How To Make
Homemade Deer Feeders

Our first attempts at feeding our local whitetail deer population was with homemade deer feeders. These deer feeders are easy to make and there is no doubt that the deer use them.

To make our homemade deer feeders we used 4” PVC pipe and some plastic containers that were about 6” high and 16” square. Different diameters of pipe could be used with the larger diameters of course able to hold more feed. The plastic containers we used were reject pieces that we had around from a local factory. A 5 gallon plastic bucket would do just as well or anything that could be cut down to a 6” or so height.

All that you need to do cut a slot in the plastic pipe about 1 to 2” wide and about 3” in height in the end of the pipe that is going to be in the container.

Fasten the pipe to one side of the container with the slotted portion towards the center.

Cut some small holes in the bottom of the container so that it will not hold water when it rains.

You can cover the top of the pipe if you would like but it is not necessary, unless you are using feed that deteriorates when it gets wet.

Stabilize your homemade deer feeder by tying or fastening it to a tree or post so that it cannot fall or be knocked over.

These homemade deer feeders worked quite well for us, but the deer emptied them in only a couple of days. They would have run us broke keeping them full.
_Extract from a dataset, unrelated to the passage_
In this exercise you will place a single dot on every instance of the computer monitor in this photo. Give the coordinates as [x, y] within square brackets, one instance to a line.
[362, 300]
These are cheap feeders to make but could be expensive if you try to keep them full.

We have put our homemade feeder back in use to test it to see how long 50 pounds of corn will last. The first week it was out it looks like it lasted about three days so that is 50 pounds of corn in three days. I also found that the four inch pipe that is about six feet tall holds about 25 pounds of corn and the container holds another 25 pounds so you could just fill the pipe but it would not last as long. We filled it again to see if they empty it faster now that they know to look for it. We'll let you know how it goes.

The deer below were nice enough help us out. One is pointing to the homemade deer feeder while the other is pointing out the tree we have it against.

Whitetail at a homemade feeder



We eventually moved on to using automatic deer feeders. You can purchase an automatic timer relatively cheap and attach it to a galvanized garbage can or a 30 or 55 gallon drum and hang it from a tree limb. Just make sure that you have a lid to put on it. With the automatic deer feeders you can regulate the amount of feed you provide for the deer. Raccoons and squirrels will do their best to steal the feed as well and it may take some time to outsmart them.